Em Portugal, até por causa da crise dos últimos anos, o desporto tem hoje escassa expressão. A qualidade também baixou. Isso não sucede em Espanha, Itália ou França. E seguramente não é a realidade em Inglaterra ou na Alemanha.

Por cá, um clube da I Liga tem mais espaço e atenção do que um canoísta, uma seleção de qualquer modalidade ou um atleta, seja de que modalidade individual for. E, estupidamente, os clubes médios e pequenos da Liga nem têm sabido aproveitar a asfixia imposta pelos grandes. Pelo contrário, de uma forma geral copiam as regras dos maiores, desperdiçando o espaço oferecido, diariamente, nos jornais desportivos. Quase sempre sem imaginação, sem rasgo, fechados sobre hábitos antigos e medos. Neste ponto, valia a pena olharem em detalhe para o que está a ser feito na Federação Portuguesa de Futebol. E não apenas na seleção principal.

Mas, como sabem todos os que trabalham online, existe público que deseja consumir informação sobre outros temas, não apenas Benfica, Sporting e FC Porto. Uma audiência talvez até mais qualificada e informada, que assiste e discute futebol internacional. E outras modalidades. Pessoas que se interessam por Cristiano Ronaldo e José Mourinho. Que lêem uma boa história sobre André Villas-Boas, que vêem um programa onde esteja Vítor Pereira. Que seguem um ciclista como Rui Costa e vibram com os jogos de João Sousa e querem saber mais sobre José Fonte. É curto? Provavelmente, mas sempre será mais do que o atual beco onde quase não entra a luz.

Fenómenos como a final de Lisboa, entre Real Madrid e Atlético de Madrid devem fazer-nos refletir. A audiência deseja aquele conteúdo, vive aquele conteúdo. Os números revelados são esmagadores. Na TVI, por exemplo, o jogo foi visto, em média, por cerca de três milhões de pessoas. E na TVI24 a audiência do dia foi superior à que a SIC Notícias conseguiu com o Benfica na Liga Europa. Claro que passar o interesse da televisão e da Web para o papel é um desafio duro. Mas talvez ainda seja possível.

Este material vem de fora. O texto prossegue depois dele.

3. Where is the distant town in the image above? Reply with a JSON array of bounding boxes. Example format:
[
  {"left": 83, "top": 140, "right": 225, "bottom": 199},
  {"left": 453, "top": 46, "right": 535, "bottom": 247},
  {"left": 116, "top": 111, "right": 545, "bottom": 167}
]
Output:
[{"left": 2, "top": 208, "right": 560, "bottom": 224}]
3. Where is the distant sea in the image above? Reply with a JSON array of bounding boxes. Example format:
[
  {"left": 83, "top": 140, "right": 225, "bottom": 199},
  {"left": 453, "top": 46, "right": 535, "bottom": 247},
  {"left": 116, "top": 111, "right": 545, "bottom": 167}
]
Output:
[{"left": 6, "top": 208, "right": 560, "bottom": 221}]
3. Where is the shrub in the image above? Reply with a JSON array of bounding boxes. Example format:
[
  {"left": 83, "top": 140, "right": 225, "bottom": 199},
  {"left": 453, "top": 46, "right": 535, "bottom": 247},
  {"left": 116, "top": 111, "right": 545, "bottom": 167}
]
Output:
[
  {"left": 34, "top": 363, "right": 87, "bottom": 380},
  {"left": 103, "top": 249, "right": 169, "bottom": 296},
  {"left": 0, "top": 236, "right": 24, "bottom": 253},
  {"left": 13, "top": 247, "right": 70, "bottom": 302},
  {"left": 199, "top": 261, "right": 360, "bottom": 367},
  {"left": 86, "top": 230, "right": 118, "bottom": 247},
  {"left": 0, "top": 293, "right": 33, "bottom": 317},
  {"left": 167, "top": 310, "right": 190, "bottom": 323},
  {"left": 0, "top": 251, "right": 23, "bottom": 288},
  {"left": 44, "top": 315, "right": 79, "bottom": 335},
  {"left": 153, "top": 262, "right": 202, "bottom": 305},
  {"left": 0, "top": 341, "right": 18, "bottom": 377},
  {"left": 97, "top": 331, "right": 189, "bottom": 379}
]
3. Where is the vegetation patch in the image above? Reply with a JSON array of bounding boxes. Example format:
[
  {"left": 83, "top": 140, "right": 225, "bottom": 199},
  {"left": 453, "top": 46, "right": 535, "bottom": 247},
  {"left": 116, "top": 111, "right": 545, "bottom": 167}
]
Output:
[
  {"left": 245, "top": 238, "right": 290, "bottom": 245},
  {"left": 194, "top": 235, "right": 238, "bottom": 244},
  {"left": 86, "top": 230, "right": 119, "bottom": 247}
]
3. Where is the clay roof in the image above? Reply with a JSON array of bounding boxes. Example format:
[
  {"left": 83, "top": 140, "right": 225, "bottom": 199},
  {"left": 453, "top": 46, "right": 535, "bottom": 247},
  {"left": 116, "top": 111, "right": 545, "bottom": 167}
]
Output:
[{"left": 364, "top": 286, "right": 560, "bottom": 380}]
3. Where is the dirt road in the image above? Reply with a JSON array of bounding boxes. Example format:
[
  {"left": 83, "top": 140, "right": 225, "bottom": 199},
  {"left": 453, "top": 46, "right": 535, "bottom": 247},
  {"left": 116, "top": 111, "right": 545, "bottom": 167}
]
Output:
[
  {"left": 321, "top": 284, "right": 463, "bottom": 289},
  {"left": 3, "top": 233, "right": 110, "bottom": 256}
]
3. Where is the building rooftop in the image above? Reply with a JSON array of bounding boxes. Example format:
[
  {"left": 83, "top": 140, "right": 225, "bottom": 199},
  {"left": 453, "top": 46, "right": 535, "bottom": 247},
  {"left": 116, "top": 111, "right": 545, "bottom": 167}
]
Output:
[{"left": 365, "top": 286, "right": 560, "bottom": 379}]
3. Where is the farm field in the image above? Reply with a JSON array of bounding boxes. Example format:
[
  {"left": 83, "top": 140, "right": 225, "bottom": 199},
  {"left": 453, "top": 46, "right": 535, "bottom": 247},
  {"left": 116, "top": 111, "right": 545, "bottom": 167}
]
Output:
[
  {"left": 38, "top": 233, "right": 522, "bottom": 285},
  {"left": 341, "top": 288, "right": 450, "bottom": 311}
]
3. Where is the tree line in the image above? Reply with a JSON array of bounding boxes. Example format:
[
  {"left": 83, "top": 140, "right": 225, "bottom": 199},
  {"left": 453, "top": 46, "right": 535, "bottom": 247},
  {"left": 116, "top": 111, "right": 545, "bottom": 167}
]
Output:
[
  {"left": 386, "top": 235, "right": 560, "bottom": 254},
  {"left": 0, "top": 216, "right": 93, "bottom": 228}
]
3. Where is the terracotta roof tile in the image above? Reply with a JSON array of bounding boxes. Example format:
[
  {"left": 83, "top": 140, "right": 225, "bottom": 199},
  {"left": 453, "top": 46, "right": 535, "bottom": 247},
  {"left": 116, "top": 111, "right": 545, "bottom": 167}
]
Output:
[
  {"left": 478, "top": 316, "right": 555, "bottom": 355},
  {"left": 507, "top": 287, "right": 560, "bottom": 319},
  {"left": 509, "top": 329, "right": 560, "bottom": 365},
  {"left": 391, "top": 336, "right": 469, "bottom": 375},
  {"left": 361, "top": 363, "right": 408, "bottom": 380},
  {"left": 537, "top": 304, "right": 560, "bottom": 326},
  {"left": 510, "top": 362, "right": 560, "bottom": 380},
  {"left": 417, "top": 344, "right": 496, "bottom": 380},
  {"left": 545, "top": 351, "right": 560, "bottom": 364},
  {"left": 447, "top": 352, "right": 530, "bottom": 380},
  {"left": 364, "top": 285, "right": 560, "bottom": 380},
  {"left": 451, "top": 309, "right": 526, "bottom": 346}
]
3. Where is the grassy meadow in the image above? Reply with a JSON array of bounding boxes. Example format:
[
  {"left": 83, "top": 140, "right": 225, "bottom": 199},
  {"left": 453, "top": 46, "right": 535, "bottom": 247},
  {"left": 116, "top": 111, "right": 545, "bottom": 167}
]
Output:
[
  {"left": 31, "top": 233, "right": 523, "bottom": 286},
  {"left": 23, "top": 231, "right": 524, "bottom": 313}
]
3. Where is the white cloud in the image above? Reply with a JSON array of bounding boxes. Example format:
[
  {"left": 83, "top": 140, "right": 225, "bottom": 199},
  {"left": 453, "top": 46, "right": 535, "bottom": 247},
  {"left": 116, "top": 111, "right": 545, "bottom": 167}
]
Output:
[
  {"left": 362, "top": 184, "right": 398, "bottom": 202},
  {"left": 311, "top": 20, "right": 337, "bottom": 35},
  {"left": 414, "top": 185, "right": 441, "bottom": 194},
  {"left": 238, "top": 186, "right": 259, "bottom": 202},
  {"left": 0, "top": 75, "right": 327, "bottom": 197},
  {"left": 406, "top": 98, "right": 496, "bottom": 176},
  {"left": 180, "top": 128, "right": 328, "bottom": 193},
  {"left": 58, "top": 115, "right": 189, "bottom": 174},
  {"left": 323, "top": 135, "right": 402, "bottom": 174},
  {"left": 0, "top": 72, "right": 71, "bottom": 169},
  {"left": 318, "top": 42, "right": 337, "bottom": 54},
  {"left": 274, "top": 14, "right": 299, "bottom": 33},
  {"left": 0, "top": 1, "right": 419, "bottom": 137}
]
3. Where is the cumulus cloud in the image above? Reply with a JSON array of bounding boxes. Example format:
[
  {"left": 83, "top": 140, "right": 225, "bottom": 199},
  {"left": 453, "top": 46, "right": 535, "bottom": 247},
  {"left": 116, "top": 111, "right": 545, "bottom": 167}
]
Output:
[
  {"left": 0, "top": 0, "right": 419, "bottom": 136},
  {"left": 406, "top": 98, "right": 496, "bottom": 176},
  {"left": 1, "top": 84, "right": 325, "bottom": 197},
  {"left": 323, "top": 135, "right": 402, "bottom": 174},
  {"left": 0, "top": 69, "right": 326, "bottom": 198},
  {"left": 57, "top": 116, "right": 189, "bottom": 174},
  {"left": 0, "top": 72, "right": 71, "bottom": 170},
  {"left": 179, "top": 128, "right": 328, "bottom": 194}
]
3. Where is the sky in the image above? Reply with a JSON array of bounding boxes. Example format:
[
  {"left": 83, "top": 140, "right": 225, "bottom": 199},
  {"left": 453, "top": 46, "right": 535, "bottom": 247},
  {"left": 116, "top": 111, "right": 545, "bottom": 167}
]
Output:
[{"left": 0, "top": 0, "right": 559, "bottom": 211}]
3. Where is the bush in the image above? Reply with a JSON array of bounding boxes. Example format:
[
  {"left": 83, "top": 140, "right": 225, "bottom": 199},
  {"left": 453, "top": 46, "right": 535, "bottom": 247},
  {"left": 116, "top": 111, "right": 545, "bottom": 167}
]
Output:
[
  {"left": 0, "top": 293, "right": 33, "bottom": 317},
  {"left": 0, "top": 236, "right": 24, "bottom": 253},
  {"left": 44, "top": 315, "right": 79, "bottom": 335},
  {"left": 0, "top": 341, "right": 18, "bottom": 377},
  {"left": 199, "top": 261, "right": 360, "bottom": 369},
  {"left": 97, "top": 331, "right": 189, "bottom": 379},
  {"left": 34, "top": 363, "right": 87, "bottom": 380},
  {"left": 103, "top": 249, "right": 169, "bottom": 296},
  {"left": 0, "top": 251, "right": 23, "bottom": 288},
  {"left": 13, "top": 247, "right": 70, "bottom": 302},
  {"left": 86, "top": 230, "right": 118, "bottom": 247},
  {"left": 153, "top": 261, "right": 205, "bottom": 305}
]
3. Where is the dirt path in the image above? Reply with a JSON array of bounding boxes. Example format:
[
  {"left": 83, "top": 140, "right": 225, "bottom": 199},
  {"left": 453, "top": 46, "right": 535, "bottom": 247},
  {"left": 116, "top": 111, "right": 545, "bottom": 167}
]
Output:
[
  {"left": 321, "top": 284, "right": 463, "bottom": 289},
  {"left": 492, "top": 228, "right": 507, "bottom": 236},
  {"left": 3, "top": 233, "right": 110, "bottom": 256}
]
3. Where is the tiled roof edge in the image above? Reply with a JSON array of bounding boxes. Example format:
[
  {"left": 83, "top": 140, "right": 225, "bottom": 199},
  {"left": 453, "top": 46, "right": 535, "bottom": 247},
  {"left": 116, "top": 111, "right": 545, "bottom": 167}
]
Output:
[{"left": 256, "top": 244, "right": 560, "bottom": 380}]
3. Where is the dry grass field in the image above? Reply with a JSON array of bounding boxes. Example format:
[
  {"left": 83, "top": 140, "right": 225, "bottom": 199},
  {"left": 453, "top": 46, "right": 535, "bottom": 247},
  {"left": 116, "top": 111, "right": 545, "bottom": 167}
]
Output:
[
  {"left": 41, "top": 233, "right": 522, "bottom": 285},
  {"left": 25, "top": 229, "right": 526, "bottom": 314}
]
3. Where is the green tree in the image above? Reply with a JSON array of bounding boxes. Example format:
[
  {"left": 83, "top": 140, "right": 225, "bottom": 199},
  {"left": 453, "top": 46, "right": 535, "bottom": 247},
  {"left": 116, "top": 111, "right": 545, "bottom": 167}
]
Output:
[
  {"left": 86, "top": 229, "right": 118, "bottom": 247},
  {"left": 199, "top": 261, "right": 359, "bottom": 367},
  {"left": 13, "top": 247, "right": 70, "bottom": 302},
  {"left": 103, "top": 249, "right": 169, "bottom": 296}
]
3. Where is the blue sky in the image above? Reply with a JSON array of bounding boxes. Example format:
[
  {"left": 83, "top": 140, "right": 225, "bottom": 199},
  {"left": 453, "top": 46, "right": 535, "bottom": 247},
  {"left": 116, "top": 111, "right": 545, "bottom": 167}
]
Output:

O tempo em que um jornalista, aquele do início do texto ou outro, chegava a um clube grande e acedia a quem desejava não voltará. O adepto que está a ler este texto dirá «ainda bem, menos problemas». O leitor, sobretudo o mais velho, sabe o muito que se perdeu. Por este caminho, um dia haverá menos gente a escrever, menos estórias, menos e pior reportagem, nenhuma investigação e até escassa opinião livre, forte e qualificada sobre futebol. Ou seja, menor aproximação à verdade, mais especulação. Mais construção, menos realidade. Duvido que isto seja bom para os clubes. Seguramente será mau para si, caro leitor/adepto.